Here are nine ways we can start fixing America’s broken higher education system together:

    Reset curriculums to improve employment opportunities. In New America’s survey, 91% of students list improving employment opportunities as a top reason for attending college. It’s time we listen to them. This means tuition resets, job-ready curriculum, shorter degrees, and partnerships to connect job seekers with growing industries—particularly ones that accommodate remote working opportunities.

    Bite the bullet and dramatically overhaul costs. Tools such as financial exigency can help address bloat and set a higher bar for costly administrators and disengaged staff, which may be as high as 67% of tenured faculty.

    Liberate instructors to design new courses across platforms and collaborate on best practices. This is the single biggest opportunity to learn how to scale personalized online learning across colleges and universities.

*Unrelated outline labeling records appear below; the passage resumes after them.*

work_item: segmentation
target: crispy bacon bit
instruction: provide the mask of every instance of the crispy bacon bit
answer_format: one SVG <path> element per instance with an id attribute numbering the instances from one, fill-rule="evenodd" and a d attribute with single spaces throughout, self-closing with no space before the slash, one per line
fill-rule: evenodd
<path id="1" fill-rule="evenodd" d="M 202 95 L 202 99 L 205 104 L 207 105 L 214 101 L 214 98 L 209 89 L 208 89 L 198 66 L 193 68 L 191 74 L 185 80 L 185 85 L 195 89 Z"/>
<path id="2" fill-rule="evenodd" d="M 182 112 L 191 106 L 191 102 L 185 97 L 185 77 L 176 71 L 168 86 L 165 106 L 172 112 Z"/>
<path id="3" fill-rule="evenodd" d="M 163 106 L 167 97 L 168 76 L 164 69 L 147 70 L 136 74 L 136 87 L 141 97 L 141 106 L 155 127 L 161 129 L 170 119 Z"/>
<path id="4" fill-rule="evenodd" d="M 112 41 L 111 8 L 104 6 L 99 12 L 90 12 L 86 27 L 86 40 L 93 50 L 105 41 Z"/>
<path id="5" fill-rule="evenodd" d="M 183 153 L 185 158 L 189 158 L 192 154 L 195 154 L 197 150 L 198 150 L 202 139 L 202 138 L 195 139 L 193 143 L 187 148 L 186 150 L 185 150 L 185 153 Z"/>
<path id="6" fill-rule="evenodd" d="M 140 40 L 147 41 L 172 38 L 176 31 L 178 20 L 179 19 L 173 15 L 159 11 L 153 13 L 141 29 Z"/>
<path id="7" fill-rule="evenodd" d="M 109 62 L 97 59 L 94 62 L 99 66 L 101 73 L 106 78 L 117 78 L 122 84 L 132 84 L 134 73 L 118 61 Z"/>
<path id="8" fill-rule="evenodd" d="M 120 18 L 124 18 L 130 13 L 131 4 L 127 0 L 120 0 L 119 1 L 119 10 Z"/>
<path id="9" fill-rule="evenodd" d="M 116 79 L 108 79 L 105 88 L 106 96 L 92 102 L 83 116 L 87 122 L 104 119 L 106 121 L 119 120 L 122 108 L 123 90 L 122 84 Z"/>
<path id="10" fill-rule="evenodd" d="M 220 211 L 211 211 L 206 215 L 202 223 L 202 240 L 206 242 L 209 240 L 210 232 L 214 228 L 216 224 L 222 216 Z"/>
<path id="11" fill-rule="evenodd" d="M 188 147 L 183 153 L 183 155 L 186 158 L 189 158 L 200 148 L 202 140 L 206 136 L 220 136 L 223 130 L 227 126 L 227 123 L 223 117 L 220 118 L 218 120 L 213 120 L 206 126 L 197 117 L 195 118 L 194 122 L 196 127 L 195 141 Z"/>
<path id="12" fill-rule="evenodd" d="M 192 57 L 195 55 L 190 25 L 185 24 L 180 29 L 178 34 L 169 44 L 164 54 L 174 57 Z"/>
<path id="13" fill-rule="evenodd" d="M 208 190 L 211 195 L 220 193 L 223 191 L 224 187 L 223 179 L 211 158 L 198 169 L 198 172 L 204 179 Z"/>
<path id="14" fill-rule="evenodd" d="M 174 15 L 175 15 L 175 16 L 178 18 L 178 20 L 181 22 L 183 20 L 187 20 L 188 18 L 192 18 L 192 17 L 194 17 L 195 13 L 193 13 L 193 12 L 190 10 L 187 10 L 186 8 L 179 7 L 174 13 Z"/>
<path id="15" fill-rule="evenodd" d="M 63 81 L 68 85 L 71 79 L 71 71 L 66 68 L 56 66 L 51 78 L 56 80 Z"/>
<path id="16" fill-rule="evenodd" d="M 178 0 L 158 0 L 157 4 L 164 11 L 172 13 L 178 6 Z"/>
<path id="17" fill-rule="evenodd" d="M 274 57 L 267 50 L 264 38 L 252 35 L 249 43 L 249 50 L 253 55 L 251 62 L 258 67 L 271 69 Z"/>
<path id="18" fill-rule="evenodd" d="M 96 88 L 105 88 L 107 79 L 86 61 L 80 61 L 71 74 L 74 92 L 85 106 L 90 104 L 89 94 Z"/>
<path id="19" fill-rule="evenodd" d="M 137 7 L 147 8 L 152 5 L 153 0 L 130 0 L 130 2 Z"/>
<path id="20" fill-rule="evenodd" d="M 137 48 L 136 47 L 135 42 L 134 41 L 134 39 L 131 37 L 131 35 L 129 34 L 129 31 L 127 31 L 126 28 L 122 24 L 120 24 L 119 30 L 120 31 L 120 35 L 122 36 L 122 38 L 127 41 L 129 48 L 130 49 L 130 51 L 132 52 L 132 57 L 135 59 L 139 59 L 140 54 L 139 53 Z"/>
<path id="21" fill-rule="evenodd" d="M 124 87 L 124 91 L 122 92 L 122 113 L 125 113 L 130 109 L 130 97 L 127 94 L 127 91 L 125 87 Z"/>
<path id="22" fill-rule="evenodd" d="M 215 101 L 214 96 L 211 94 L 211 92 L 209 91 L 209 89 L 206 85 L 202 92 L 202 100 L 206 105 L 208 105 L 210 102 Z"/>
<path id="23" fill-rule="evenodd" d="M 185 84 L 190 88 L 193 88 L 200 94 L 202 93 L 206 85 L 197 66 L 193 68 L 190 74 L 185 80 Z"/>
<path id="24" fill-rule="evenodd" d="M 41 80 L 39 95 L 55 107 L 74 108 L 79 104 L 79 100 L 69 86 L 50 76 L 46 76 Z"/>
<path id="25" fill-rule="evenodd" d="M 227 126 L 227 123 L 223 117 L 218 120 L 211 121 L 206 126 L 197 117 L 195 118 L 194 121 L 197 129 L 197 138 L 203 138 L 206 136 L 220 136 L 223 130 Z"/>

    Unlock endowments to put cash directly into the pockets of students, families, and campus workers. A temporary regulatory reprieve allowing direct transfers will ensure that colleges aren’t just admitting those who can pay full tuition.

    Invest in holistic anti-poverty student support. Connecting students with social services they otherwise would have had on-campus will increase student retention and revenue, especially as one in four undergraduate students has children.

    Provide reskilling resources to essential on-campus workers. Many subcontracted campus workers, kitchens, janitors, IT staff, and other hourly employees cannot work from home.

    Make the internet a public utility. Only two-thirds of rural homes have high-speed internet, and many low-income families don’t own tablets, laptops, or desktop computers. We must immediately end the digital divide for online learning to work for college students and the rising high school students behind them.

    Embrace the internet’s power of community building. We have seen virtual concerts, virtual commencements, and even virtual campuses. Incentivize students to build a new way of learning together.

    Partner with hotels to create safe learning environments and local meetups. We can still work toward in-person interaction among students in the same cities and states.

Shaan Hathiramani is the founder and CEO of Flockjay, an online sales academy for job seekers from nontraditional and underrepresented backgrounds.